Senior Shawn Lynch sees a silver lining to Temple not having a varsity ice hockey program.
“I knew if [Temple’s] was a varsity program, I would not have had a chance to make the team,” said Lynch, a forward and captain on the club ice hockey team.
Assistant captain Jerry Roberts and many of his teammates share the same sentiments. Club or varsity, they are all eager to seize the opportunities to play college hockey.
The program has had great success over the past few seasons. Each of the last three seasons has culminated in the players hoisting the Delaware Valley Collegiate Hockey Conference championship trophy. The team switched to the Mid-Atlantic Collegiate Hockey Association this season with hopes of taking the program to the next level.
The Owls credit all of their success to hard work on and off the ice. Because the Owls do not have NCAA affiliation, the team usually makes its own financial decisions, roster changes, and recruitment obligations.
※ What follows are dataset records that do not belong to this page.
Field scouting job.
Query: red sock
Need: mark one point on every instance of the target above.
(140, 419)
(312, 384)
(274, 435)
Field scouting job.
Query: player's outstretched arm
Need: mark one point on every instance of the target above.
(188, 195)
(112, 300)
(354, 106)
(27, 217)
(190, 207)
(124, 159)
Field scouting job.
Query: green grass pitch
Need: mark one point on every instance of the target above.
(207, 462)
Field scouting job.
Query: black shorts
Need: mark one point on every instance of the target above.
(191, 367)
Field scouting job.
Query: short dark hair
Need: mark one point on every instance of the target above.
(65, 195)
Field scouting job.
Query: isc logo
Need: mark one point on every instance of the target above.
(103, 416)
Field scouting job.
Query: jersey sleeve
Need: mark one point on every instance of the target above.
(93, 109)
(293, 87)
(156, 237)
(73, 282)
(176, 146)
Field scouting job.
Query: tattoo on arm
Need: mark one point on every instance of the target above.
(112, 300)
They also promote the sport within the university and its student body.
Renting ice time is the most daunting task, the players said. Blocks of time cost about $250 to $300 an hour. The team practices two times a week in preparation for their weekends, which are typically highlighted by two games.
But the $700 stipend that each player forks over at the beginning of the year pales in comparison to the thousands of dollars that it can cost to play on a high school club team. Temple covers the other half of their budget, which comes to an approximate total of $42,000.
The Owls are only allowed to dress 22 players per game by American Collegiate Hockey Association rules, but carry 30 players on their roster. Therefore, there are seven players each game who are forced to helplessly root on their teammates from the stands.
“Ability, effort and attitude are the three keys that I teach the guys on this team from the very first meeting of the season,” coach Jamie Sabbatini said. “That is how I determine who plays each week, and you must have all three to contribute to this team. A guy can have all of the ability in the world, but if his attitude isn’t right, he is just not going to play.
When high school prospects look into the stands, they won’t see the coach or an assistant meticulously monitoring their recruiting visit, as with varsity programs. Instead, the current players conduct the search for their future linemates, often going to a high school or club game looking for teammates.
“I don’t have the resources to go out and recruit players,” Sabbatini said. “I just don’t have the time to drive to Western Pennsylvania to catch a game and watch prospective players. The players are vital in the recruiting process because they are able to go out and visit friends at a college and catch a game in the process.”
The Owls play their home games at the Polonia Bank Skate Zone in Northeast Philadelphia. Due to transportation issues, the team usually plays in front of very sparse crowds.
“I really wish that the university would have some type of bus that would take the students to the game for free, or maybe a dollar,” Sabbatini said. “But the university does so much for us that I can’t complain.”
This past weekend, the Owls endured a tough set of losses to Maryland-Baltimore County and Wagner. With their game against UMBC tied at three apiece midway through the third period, UMBC took the lead on a disputed call, eventually winning, 4-3.
“The game was not lost because of the referee,” Sabbatini said. “We lost that game because we didn’t come out early and set the tone. In the second and third period we outplayed UMBC, but in the first period we did not set the tone, which put us in a hole.”
The second loss of the weekend came at the hands of a Wagner team that finished last season ranked No. 4 in the nation. The game was tied at one after the first period, but the Owls gave up five goals in the second period and three in the third period en route to the 9-1 Wagner rout.
The Owls will look to rebound Saturday at Georgetown.